Mortality among African American women with sarcoidosis: Data from the Black Women's Health Study


Background: Sarcoidosis is a chronic systemic granulomatous disease of unknown etiology that disproportionately affects black females. Few studies have specifically addressed causes of death in this population. Objectives: To assess rates and causes of death among women with sarcoidosis in a prospective cohort study of U.S. black women.

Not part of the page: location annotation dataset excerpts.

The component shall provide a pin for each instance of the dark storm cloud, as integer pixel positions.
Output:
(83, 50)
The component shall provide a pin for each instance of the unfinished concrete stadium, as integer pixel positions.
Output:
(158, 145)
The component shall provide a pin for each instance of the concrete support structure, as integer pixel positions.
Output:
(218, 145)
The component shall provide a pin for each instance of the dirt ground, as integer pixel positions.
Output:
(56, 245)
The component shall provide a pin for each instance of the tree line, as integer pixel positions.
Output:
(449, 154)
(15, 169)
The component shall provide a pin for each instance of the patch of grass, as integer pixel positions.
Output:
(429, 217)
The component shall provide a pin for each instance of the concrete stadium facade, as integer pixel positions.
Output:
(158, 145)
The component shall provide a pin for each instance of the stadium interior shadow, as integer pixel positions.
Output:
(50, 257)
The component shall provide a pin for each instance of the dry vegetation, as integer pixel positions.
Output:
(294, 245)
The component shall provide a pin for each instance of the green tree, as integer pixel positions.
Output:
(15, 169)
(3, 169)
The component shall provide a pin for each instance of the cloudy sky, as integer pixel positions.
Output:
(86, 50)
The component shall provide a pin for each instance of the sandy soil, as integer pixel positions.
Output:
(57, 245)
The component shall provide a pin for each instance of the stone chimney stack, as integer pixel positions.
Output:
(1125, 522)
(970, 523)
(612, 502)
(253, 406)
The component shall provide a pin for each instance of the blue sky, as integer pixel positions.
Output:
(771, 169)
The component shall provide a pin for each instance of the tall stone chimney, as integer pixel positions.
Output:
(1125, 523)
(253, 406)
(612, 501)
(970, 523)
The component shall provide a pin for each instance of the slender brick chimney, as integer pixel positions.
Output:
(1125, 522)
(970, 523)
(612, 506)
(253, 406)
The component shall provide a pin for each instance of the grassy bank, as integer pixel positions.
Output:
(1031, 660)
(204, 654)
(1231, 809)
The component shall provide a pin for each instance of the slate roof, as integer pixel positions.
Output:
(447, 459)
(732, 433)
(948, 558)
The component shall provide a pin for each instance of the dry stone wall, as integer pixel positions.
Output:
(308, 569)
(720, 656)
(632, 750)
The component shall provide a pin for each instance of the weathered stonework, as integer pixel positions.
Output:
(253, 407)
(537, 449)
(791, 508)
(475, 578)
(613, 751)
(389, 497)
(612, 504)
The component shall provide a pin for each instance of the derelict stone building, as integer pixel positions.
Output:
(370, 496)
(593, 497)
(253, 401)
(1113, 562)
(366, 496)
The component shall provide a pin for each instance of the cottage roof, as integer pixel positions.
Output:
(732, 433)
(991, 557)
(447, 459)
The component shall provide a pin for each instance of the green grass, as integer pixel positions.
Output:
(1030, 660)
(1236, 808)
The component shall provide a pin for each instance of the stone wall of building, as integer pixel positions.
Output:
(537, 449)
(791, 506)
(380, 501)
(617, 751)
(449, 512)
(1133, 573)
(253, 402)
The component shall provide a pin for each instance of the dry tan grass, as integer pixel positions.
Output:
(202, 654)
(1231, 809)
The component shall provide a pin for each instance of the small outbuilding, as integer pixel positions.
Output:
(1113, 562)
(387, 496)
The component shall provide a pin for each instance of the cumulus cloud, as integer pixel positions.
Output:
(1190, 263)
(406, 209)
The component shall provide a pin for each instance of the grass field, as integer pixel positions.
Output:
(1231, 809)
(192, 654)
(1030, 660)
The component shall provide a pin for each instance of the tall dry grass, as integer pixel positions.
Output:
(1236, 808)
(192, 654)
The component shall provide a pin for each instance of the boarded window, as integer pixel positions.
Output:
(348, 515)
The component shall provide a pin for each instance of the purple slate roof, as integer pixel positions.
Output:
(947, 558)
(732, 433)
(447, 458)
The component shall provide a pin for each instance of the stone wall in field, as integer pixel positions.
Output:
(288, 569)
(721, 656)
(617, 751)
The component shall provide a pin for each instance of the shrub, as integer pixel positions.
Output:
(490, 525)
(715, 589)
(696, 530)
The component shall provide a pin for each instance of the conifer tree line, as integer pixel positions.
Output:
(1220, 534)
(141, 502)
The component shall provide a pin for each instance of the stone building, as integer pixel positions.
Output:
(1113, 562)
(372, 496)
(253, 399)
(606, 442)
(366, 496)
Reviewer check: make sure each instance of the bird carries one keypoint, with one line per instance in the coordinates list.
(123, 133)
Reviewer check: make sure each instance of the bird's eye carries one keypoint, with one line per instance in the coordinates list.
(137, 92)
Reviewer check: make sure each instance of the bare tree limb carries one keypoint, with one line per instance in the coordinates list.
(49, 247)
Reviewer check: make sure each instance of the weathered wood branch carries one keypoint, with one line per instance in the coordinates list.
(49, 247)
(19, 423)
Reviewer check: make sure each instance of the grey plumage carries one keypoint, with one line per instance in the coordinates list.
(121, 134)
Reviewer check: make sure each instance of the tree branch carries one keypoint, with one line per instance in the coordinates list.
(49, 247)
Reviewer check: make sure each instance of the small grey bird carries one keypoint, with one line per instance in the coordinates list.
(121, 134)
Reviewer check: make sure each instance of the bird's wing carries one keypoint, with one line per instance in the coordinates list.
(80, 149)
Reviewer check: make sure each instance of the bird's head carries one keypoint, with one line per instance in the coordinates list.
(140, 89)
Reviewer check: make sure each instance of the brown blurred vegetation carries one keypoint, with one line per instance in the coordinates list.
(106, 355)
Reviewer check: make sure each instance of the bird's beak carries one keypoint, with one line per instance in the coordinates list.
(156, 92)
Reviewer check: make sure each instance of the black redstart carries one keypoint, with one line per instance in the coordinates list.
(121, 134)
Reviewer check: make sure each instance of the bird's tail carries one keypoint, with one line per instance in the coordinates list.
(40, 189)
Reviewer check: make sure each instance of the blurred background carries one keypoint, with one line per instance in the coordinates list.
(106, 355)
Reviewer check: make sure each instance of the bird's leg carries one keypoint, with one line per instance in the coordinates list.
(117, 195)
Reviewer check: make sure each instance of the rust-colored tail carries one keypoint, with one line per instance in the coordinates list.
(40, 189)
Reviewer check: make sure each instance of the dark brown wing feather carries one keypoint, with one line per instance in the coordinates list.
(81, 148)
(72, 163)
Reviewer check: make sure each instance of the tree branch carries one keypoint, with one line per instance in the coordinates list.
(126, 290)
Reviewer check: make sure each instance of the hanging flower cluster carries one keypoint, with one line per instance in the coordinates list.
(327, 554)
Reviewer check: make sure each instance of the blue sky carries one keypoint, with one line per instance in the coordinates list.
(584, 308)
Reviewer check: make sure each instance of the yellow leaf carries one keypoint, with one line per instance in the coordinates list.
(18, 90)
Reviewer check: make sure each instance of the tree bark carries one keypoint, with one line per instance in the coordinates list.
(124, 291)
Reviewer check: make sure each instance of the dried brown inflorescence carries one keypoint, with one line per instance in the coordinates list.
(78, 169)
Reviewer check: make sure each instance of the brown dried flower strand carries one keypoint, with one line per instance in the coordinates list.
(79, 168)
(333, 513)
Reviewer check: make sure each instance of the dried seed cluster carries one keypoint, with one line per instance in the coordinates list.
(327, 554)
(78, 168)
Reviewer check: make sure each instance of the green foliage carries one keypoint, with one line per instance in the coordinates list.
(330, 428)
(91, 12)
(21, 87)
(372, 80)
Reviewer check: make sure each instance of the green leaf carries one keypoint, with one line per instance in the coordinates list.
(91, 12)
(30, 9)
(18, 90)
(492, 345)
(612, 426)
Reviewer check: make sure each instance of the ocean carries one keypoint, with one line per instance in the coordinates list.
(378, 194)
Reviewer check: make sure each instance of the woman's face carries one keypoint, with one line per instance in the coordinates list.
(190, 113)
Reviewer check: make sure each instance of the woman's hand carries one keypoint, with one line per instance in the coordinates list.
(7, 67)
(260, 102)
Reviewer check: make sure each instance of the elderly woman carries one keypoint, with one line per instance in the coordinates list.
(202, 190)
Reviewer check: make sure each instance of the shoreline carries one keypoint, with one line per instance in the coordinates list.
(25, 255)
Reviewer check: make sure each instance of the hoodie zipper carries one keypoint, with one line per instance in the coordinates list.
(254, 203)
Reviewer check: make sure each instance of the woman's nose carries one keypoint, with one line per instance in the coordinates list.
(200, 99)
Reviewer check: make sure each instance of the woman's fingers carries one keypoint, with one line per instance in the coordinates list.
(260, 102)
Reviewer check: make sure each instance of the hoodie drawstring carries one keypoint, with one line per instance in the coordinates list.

Design: The Black Women's Health Study is a follow-up study of 59,000 U.S. black women aged 21-69 (median age 38) at entry in 1995. Data on demographic and lifestyle factors and medical conditions, including sarcoidosis, were obtained through biennial questionnaires. Deaths and causes of death from 1995 through 2009 among study subjects were identified from National Death Index data. We assessed mortality rates among women with and without a history of sarcoidosis. Poisson regression models were used to estimate age-adjusted mortality rates. Cox proportional-hazards models were used to estimate hazard ratios for mortality and 95% confidence intervals. Results: A total of 121 deaths occurred among 1,192 women with a history of sarcoidosis and 2813 deaths among women without sarcoidosis. Mortality was greater at every age among women with sarcoidosis and the overall multivariable-adjusted hazard ratio was 2.44 (95% CI 2.03-2.93, p<0.0001). Of the deaths among women with sarcoidosis, 24.7% were directly attributable to sarcoidosis. Conclusions: In the Black Women's Health Study, women with sarcoidosis were more than twice as likely to die as women without the disease, with many of the deaths directly attributable to sarcoidosis. Sarcoidosis is an important cause of premature death among black women with the disease. © Mattioli 1885.